Did you ever think it would take this long? And because it has, does that make you appreciate it any more?
“I don’t necessarily think you think about the timing. We only have so much control of who’s added to the team, who’s subtracted from the team, stuff like that. But you always have that goal. You always start the season thinking that’s going to happen. It’s always disappointing when you don’t, but you don’t try to put a timeline on it and say, ‘Hey, if we don’t do it by this (year), then we haven’t succeeded,’ or, ‘If we do it this quick, then we’re exceeding expectations.’
You try to enjoy the moment, and I think that’s one thing that we’re really trying to do right now. You don’t really know when moments like this are going to come along, when seasons like this are going to come along. You try to enjoy it as much as possible, and try to really live in the moment and understand that a lot of these guys may never be on a team that hits 300 homers again, a lot of these guys may never win another division — if we’re lucky enough to win this division. So you just try to enjoy it.”
Does this feel different than the wild-card races you’ve been in before (in 2015 and 2017)?
“Absolutely. I mean anytime you are controlling your own destiny, and, no matter what other teams do, you just take care of business, then you’re in, then it changes things. When you don’t have to rely on other teams to lose or win, you don’t have to scoreboard watch as much. You know if you’re winning the game, then you’re not going anywhere. So I think that’s really allowed us to focus.”
You talked about how you can’t control, as players, who’s coming and who’s going. Everybody who was here when you got here in 2013 is gone. What it’s been like, year to year, seeing the clubhouse transform?
“Yeah, I don’t want to call it a negative transformation, because without some of these guys leaving, we don’t add some of these guys that are here. It’s different, it’s different. I think six of the teammates I had my whole career to last year aren’t here anymore. It’s different.
But it’s really cool, I was just talking with (Brian) Dozier (this week) — first time he’s in a new clubhouse — and he said it’s cool getting to meet new people and make new friendships. And I think that’s something that has been special with this team. We brought in eight new guys that are having a huge impact, and to be able to get to know them on a different level and be teammates with them and have that turnover, I think, has been a lot of fun.”
This team has barely been in the postseason since you’ve been here, and you haven’t pitched in the postseason yet. How much of a personal goal is it for you to have that experience?

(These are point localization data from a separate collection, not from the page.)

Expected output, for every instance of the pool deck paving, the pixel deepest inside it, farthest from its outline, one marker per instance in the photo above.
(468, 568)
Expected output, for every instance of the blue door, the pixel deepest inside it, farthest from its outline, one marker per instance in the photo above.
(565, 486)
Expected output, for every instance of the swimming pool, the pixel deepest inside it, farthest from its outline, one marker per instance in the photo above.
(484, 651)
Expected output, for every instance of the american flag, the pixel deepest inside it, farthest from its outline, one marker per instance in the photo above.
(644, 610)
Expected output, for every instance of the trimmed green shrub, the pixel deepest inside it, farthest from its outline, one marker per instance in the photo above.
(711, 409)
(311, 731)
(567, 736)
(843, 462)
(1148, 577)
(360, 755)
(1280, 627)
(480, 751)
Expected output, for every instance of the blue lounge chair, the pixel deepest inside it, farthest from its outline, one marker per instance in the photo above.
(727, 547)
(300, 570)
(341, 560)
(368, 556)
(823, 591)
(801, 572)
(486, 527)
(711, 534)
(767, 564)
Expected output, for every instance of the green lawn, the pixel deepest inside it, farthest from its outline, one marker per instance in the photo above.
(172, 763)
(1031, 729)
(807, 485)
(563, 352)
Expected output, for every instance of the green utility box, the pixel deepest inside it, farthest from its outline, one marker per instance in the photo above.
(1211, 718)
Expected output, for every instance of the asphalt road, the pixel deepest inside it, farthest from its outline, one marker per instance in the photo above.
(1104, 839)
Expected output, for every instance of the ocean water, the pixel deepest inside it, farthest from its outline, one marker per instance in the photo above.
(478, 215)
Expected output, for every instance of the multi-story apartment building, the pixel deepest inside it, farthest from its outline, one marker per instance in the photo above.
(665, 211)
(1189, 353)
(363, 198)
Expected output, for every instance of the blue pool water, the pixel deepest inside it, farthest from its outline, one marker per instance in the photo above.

“Yeah, I mean living it in the dugout in 2017 was a lot of fun, and it’s definitely a goal, definitely something that everyone wants to do. Any of us had a goal as a kid to play at the highest level possible at each level, and never pitching in the playoffs or never getting to the ALCS or anything past the wild card game is something that (when it happens) is going to be a lot of fun, and I’m looking forward to it.”